School starts up again next week, and not a moment too soon. Take today, for instance. I spent the morning with Sarah, scrubbing toothpaste off the carpet and walls (don’t ask). Shortly after lunch, I was loading the dishwasher when a commotion started in the bathroom. Someone had decided to see how far a glass of water would spread on the bathroom floor. To make the game a little more fun, they added a liberal dash of red food coloring to the cup. Then they frantically emptied the dryer (whites, of course) to cover up the mess.
Long story short, everything we own is now pink.
Clearly, the kids needed a little physical activity, so we went outside for a quick dip in the pool. Sarah began to shiver, so when they were both safely out of the pool I ran to get a large towel … and stepped on an inch-long piece of glass. Someone had dropped my candy thermometer, and decided not to tell me about it. I lifted the offended foot to assess the damage … and promptly injured the other foot on another shard.
That did it. After bleeding all over the house on my way to find a suitable bandage, I picked up the phone and called my darling husband, the one person in the world I can always count on for kindness and concern. His response to my request that he come home ASAP? “Gee, honey. Urgent care is a bit expensive … do you think you can hold out until tomorrow, and see your regular doctor for the tetanus shot?”
Yes, folks, I’m ready to turn in my “Mom” badge.

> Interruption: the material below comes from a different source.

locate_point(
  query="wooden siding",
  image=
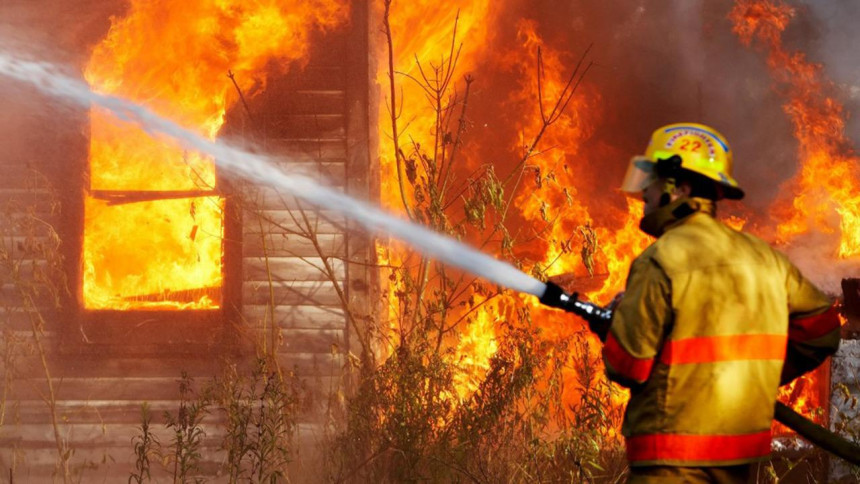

Okay, Heidi. Breathe. That’s what I want to tell the old me. Just wait … you will have bigger messes to clean up, and if you lose your sense of humor now, you won’t have it when you really need it. Now, go bandage up your foot and make another dino jungle on “Painter” with your artistically inclined five-year-old. You’ll be glad you did.
In one of my all-time favorite books, Garrison Keillor’s Lake Woebegone Days, the author observes, “Some luck lies not in getting what you thought you wanted, but in wanting what you have. Which, if you are smart enough, you will discover it is what you would have wanted all along, if you had only known.”
Contentment is the half-sibling of her cheery sister thankfulness. On the bleakest days, when “thankful” is too much to muster, “contentment” can be more manageable — in any circumstances. Hands open, rather than clenched.
Try this little exercise the next time you feel you’re losing equilibrium — such as when your little darling dumps the red sock in the whites. Gently place your hands on his face, cupping his cheeks in your hands (again, gently), and say quietly, “It won’t always be like this. What are you trying to teach me here, God? I choose in this moment to look for you.”